У Насти впереди других всё вертелась в голове забота — где-то там наши парубки?..
Быстрее верхового вестника пролетел по полю и покатился далее слух, что в первых стычках убит личный друг гетмана Тугай-бей, а против татарского стана все плевали огнём без роздыха польские пушки…
Справа заиграли к бою сурмы, и двинулась казацкая пехота. Против неё выступали королевские конные хоругви, всё ускоряя свой бег; вёл их со знаменем в левой руке и мечом наголо в правой видный собою шляхтич без шлема, волосы которого дразняще разбросались в стороны по плечам.
— Браточки мои, — закричал Степан, — да это ж предатель Ярема, панский выродок! Вот где мы ему зацепим верёвкою рог!
Конные хоругви Вишневецкого с ходу разрезали наискось украинскую пехоту, разорвали ограждение из возов и ворвались в самую середку табора. Уже прямо рядом с Настею отдельные вершники врубались в расположение крестьянских отрядов. Один, подзадоривая, кричал: «Бей свинопасов, чтобы забыли, как воевать палками!» — «Вот я тебя батогом-таки угощу!» — отозвался Степан и въехал ему своей лютнею прямо между глаз.

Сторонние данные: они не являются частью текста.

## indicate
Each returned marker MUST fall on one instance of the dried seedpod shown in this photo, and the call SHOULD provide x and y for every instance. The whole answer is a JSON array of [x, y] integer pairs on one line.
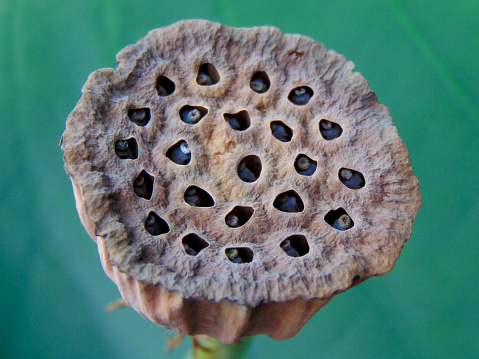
[[236, 237]]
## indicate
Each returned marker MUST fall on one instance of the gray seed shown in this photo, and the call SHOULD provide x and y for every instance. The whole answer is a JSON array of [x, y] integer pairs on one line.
[[232, 253], [203, 79], [283, 198], [303, 163], [257, 85], [346, 174], [286, 245], [194, 115], [345, 221], [138, 115], [122, 146], [231, 220], [185, 148], [150, 221], [299, 91], [326, 124]]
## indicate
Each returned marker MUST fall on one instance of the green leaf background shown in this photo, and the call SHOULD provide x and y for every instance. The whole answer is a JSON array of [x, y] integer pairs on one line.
[[420, 57]]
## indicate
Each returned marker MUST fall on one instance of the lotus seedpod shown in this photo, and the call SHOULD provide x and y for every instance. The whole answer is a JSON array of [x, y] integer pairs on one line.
[[236, 179]]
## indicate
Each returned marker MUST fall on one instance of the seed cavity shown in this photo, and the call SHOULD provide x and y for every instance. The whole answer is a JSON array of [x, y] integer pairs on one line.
[[194, 244], [207, 75], [238, 216], [127, 149], [164, 86], [304, 165], [239, 121], [260, 82], [249, 168], [289, 202], [143, 185], [300, 96], [295, 245], [351, 178], [155, 225], [281, 131], [339, 219], [140, 116], [197, 197], [239, 255], [192, 114], [179, 153], [329, 130]]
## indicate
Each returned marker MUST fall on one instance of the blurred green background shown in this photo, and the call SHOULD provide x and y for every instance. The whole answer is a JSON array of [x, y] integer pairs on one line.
[[420, 57]]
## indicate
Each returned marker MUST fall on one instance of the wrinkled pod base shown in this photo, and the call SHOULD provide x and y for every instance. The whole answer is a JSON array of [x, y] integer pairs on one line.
[[224, 320]]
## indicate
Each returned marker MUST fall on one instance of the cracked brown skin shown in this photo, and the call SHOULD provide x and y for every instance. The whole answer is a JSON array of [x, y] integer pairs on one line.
[[208, 294]]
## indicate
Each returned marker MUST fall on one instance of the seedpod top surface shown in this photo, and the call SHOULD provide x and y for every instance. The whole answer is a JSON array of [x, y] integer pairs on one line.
[[186, 224]]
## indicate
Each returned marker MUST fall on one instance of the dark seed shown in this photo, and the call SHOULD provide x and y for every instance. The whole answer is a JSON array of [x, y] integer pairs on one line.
[[164, 86], [351, 179], [233, 255], [192, 115], [304, 165], [258, 85], [281, 131], [246, 175], [231, 220], [260, 82], [330, 130], [203, 79], [289, 202], [190, 250], [156, 225], [300, 96], [342, 223], [140, 116], [290, 251], [179, 153]]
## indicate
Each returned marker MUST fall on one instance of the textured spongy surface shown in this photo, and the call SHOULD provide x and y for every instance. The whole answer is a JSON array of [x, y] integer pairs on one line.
[[159, 80]]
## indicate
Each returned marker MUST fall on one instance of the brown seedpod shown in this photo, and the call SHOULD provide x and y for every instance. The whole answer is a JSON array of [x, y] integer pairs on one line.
[[235, 180]]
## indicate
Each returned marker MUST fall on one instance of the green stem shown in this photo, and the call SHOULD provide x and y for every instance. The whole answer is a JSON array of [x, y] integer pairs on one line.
[[205, 347]]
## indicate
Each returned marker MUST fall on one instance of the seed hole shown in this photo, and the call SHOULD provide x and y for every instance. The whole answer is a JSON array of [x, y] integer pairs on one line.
[[351, 178], [192, 114], [127, 149], [295, 246], [140, 116], [156, 225], [300, 96], [207, 75], [330, 130], [289, 202], [281, 131], [249, 168], [238, 216], [304, 165], [356, 280], [339, 219], [197, 197], [260, 82], [143, 185], [239, 121], [193, 244], [179, 153], [239, 254], [164, 86]]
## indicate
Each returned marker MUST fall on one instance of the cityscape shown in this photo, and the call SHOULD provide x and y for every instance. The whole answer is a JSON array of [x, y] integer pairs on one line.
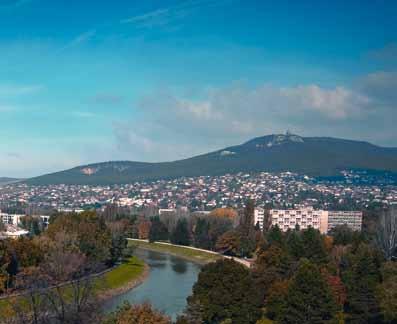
[[198, 162]]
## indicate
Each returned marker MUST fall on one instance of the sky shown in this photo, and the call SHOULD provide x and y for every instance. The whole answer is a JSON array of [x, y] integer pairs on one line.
[[91, 81]]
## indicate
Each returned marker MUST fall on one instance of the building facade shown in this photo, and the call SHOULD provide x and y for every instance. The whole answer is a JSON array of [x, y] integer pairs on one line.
[[305, 217], [353, 219]]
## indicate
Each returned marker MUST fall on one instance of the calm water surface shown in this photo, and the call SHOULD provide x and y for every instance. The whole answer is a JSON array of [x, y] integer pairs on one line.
[[170, 281]]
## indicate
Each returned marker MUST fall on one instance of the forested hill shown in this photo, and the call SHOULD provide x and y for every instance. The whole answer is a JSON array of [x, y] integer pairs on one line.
[[315, 156], [5, 180]]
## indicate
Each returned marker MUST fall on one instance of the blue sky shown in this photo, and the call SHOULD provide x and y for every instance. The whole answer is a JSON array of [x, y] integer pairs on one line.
[[89, 81]]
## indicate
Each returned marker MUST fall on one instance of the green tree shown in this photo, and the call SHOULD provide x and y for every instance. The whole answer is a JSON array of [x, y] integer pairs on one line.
[[229, 243], [295, 244], [272, 264], [225, 290], [361, 275], [387, 292], [309, 298], [136, 314], [180, 235], [201, 234], [313, 246], [158, 230], [275, 236]]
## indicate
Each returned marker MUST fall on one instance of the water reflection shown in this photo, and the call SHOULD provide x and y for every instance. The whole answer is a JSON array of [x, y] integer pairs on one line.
[[178, 265], [169, 283]]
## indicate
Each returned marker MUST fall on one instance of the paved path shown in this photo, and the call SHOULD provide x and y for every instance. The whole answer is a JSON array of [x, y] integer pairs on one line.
[[239, 260]]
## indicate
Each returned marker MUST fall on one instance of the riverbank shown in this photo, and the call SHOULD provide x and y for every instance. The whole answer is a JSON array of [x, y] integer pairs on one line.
[[121, 279], [111, 283], [189, 253]]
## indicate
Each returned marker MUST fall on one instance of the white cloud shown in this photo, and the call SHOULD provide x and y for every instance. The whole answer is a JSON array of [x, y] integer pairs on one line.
[[165, 16], [9, 90], [172, 126], [79, 39]]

Но другой лях, извернувшись, с плеча рубанул Степана по голове, и тот рухнул, не поспел даже охнуть; тогда забившаяся было сперва от непривычки под воз Настя, позабыв от накатившего горя испуг, схватила двумя руками свою саблю и сзади полоснула убийцу соседа по шее — полусрезанная голова его отвалилась набок, повиснув на уцелевшем позвонке.